Akibatnya, harga minyak mentah sepanjang November 2018 anjlok lebih dari 20 persen. Melansir Reuters, harga minyak mentah berjangka Brent akhir bulan lalu ditutup di level US$58,71 per barel. Sedangkan harga minyak mentah AS West Texas Intermediate (WTI) ditutup di level US$50,93 per barel.

Komaidi melanjutkan dalam jangka panjang pergerakan harga minyak lebih dipengaruhi kondisi fundamental ekonomi dunia. Dalam simulasinya, perbandingan antara pertumbuhan ekonomi dengan pertumbuhan konsumsi energi adalah 1:1,5 atau 1:2. 

Itu berarti, setiap pertumbuhan ekonomi sebesar 1 persen akan meningkatkan pertumbuhan konsumsi energi 1,5 sampai 2 persen. Sementara itu, minyak dan gas (migas) diproyeksi masih akan mendominasi bauran energy primer global sekitar 50 persen hingga 2040 mendatang.

"Tahun 2019 proyeksi ekonomi dunia secara rata-rata akan tumbuh di 3,6 persen makanya konsumsi energi tumbuhnya sekitar 7 persen dibanding 2018. Saya meyakini 2019 masih ada di kisaran paling tidak US$70 ke atas," jelasnya.

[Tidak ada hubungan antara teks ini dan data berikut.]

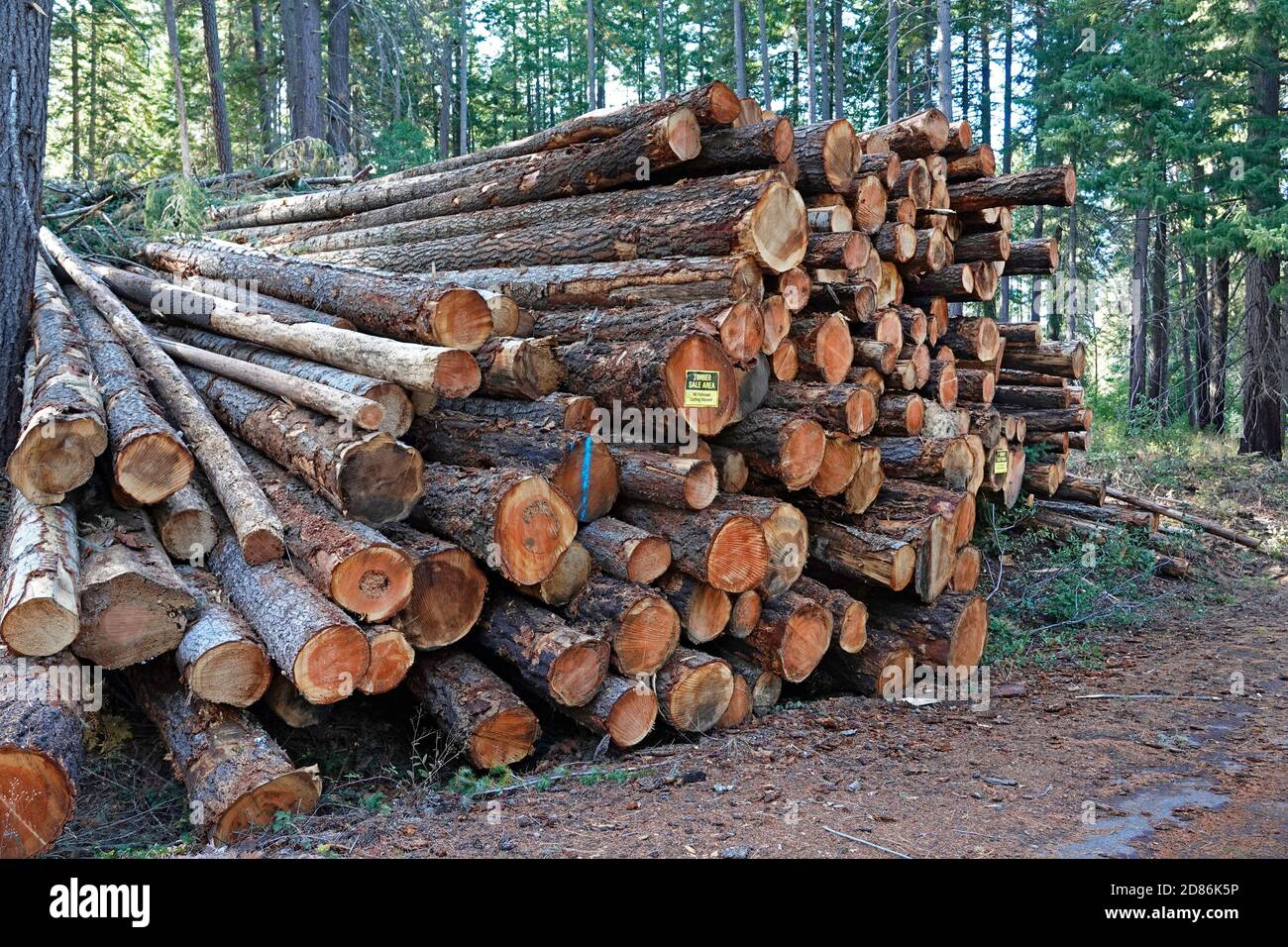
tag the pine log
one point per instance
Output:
(236, 775)
(220, 659)
(511, 519)
(1054, 187)
(447, 589)
(149, 458)
(395, 415)
(42, 750)
(694, 689)
(39, 603)
(720, 548)
(133, 605)
(259, 532)
(562, 664)
(477, 711)
(653, 373)
(579, 466)
(63, 424)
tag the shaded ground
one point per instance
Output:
(1194, 768)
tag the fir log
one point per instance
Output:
(133, 605)
(857, 554)
(776, 444)
(562, 664)
(917, 136)
(825, 154)
(511, 519)
(446, 592)
(765, 685)
(791, 637)
(236, 775)
(623, 551)
(558, 410)
(966, 570)
(639, 624)
(823, 347)
(945, 460)
(720, 548)
(1087, 489)
(314, 644)
(220, 659)
(703, 609)
(1065, 360)
(652, 373)
(841, 460)
(42, 750)
(694, 689)
(1054, 187)
(39, 603)
(665, 478)
(259, 532)
(951, 631)
(351, 564)
(149, 458)
(1039, 256)
(566, 579)
(64, 425)
(884, 166)
(738, 326)
(476, 710)
(578, 466)
(837, 250)
(765, 221)
(391, 657)
(870, 204)
(849, 615)
(786, 535)
(539, 176)
(185, 525)
(975, 161)
(410, 307)
(900, 415)
(712, 105)
(395, 408)
(623, 710)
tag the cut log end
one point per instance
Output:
(233, 673)
(295, 791)
(37, 800)
(331, 664)
(533, 527)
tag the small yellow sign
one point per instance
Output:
(700, 388)
(1001, 460)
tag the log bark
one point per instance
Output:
(236, 775)
(133, 605)
(259, 532)
(313, 643)
(42, 750)
(220, 659)
(64, 425)
(694, 689)
(720, 548)
(477, 711)
(562, 664)
(370, 476)
(149, 458)
(511, 519)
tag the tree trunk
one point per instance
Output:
(42, 732)
(25, 72)
(259, 531)
(215, 71)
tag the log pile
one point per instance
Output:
(681, 440)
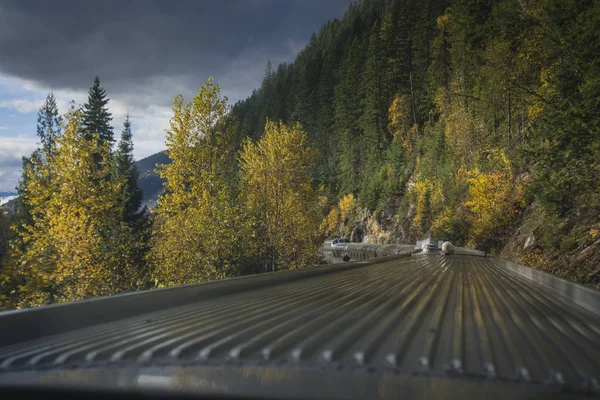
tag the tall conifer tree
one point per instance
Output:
(127, 171)
(96, 117)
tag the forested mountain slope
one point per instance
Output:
(474, 120)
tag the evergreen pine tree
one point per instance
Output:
(96, 117)
(48, 126)
(127, 171)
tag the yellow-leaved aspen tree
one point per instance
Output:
(196, 230)
(279, 197)
(76, 247)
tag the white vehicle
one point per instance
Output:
(337, 242)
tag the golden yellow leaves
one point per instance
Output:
(333, 223)
(494, 198)
(197, 228)
(73, 247)
(279, 198)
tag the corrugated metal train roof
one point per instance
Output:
(454, 316)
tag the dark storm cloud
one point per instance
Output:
(131, 44)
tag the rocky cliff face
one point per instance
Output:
(567, 247)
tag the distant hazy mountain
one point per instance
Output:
(150, 183)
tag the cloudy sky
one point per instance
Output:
(145, 52)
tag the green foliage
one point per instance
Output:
(75, 245)
(96, 117)
(126, 171)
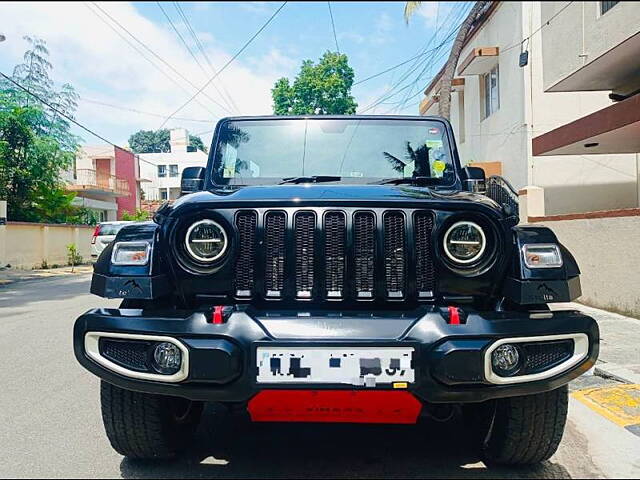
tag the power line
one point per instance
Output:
(128, 109)
(147, 58)
(204, 54)
(398, 65)
(247, 43)
(333, 26)
(62, 114)
(146, 47)
(391, 92)
(175, 29)
(545, 24)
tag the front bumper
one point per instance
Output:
(449, 360)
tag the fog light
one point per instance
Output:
(167, 358)
(505, 360)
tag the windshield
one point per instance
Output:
(255, 152)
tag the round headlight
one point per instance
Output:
(464, 242)
(206, 241)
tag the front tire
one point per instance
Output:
(146, 426)
(521, 430)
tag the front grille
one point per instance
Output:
(425, 279)
(335, 255)
(275, 231)
(245, 261)
(394, 254)
(305, 225)
(543, 356)
(126, 353)
(334, 258)
(364, 233)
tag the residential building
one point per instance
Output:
(106, 180)
(509, 89)
(596, 48)
(165, 169)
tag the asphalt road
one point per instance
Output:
(50, 423)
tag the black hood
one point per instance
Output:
(316, 195)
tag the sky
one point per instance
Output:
(124, 89)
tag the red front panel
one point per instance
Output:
(335, 406)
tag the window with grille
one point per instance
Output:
(606, 6)
(491, 92)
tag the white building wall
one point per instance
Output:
(501, 137)
(571, 183)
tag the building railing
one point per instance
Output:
(88, 177)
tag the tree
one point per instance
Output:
(30, 168)
(196, 142)
(36, 143)
(149, 141)
(321, 89)
(479, 8)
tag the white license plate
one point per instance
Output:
(368, 366)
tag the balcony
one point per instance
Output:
(94, 183)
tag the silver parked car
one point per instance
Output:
(103, 235)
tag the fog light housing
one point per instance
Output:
(506, 360)
(167, 358)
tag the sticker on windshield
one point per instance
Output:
(438, 167)
(433, 144)
(229, 159)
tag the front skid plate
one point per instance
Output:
(360, 366)
(335, 406)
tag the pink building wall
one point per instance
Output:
(127, 169)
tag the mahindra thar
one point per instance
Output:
(337, 269)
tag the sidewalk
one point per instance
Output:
(13, 275)
(619, 343)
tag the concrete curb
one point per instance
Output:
(620, 373)
(10, 277)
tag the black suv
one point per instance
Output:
(337, 269)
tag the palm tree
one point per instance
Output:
(444, 105)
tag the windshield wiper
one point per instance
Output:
(400, 180)
(311, 179)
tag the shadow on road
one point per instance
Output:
(229, 446)
(23, 293)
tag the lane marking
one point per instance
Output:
(619, 404)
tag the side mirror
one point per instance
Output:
(192, 180)
(474, 180)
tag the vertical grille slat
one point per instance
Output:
(364, 238)
(304, 229)
(275, 230)
(425, 275)
(245, 271)
(335, 244)
(394, 254)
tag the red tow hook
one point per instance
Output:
(455, 316)
(220, 314)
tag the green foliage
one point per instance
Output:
(321, 89)
(36, 143)
(137, 216)
(73, 255)
(148, 141)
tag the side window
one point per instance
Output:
(490, 92)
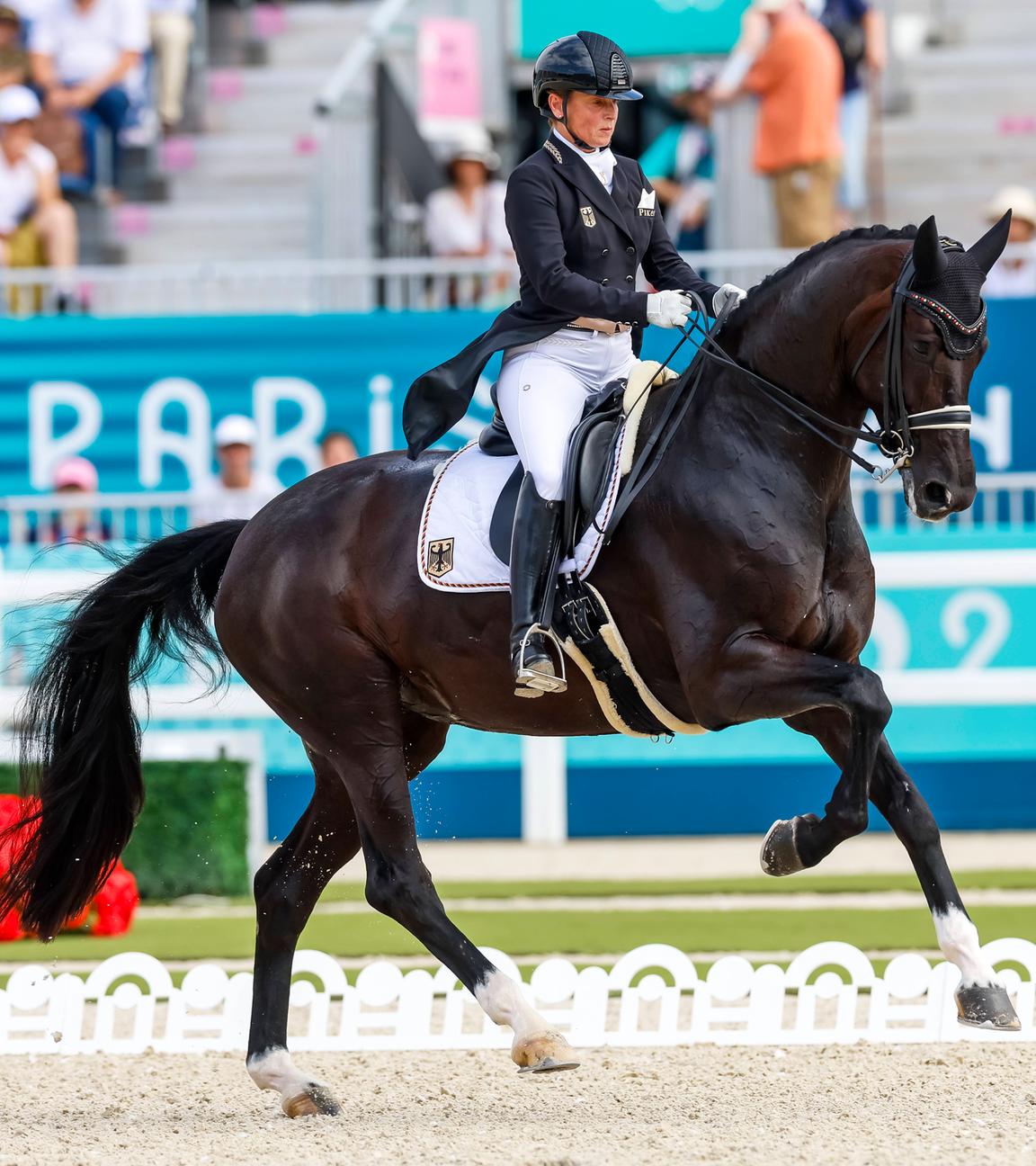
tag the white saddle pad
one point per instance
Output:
(453, 550)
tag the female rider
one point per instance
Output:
(582, 220)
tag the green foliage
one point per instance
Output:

Komaidi menuturkan pada tahun 2040 akan terjadi persaingan untuk mendapatkan pasokan minyak terutama di negara-negara Asia Pasifik yang didominasi negara berkembang. Ia menjelaskan permintaan pasokan minyak dari negara berkembang diprediksi mencapai 62,6 persen dari total permintaan dunia di 2040.

Alasannya, lanjut Komaidi, negara berkembang memiliki kebutuhan tinggi akan pasokan minyak, sedangkan cadangan maupun produksi dalam negeri tidak memenuhi kebutuhan itu.

Mengutip BP Statistical Review, cadangan minyak Asia Pasifik sekitar 2,8 persen cadangan dunia sementara produksinya sekitar 8,5 persen. Tetapi konsumsinya mencapai sekitar 35 persen dari konsumsi dunia.

"Sehingga mau tidak mau harus berebut mengambil (pasokan migas) dari negara lain," ujarnya.

Ia mengatakan negara-negara di Asia Pasifik termasuk Indonesia bisa mendapatkan pasokan minyak dari negara-negara di kawasan Timur Tengah. Namun demikian, negara-negara adikuasi seperti AS dan China sudah mulai berekspansi di wilayah tersebut. Dengan kondisi itu, maka persaingan untuk mendapatkan pasokan minyak semakin ketat ke depannya, lantaran Indonesia juga harus berhadapan dengan negara lainnya.

"Jadi kalau ada kekhawatiran jangan-jangan punya uang tapi tidak bisa beli minyak karena tidak dapat barang itu sangat bisa terjadi," pungkasnya.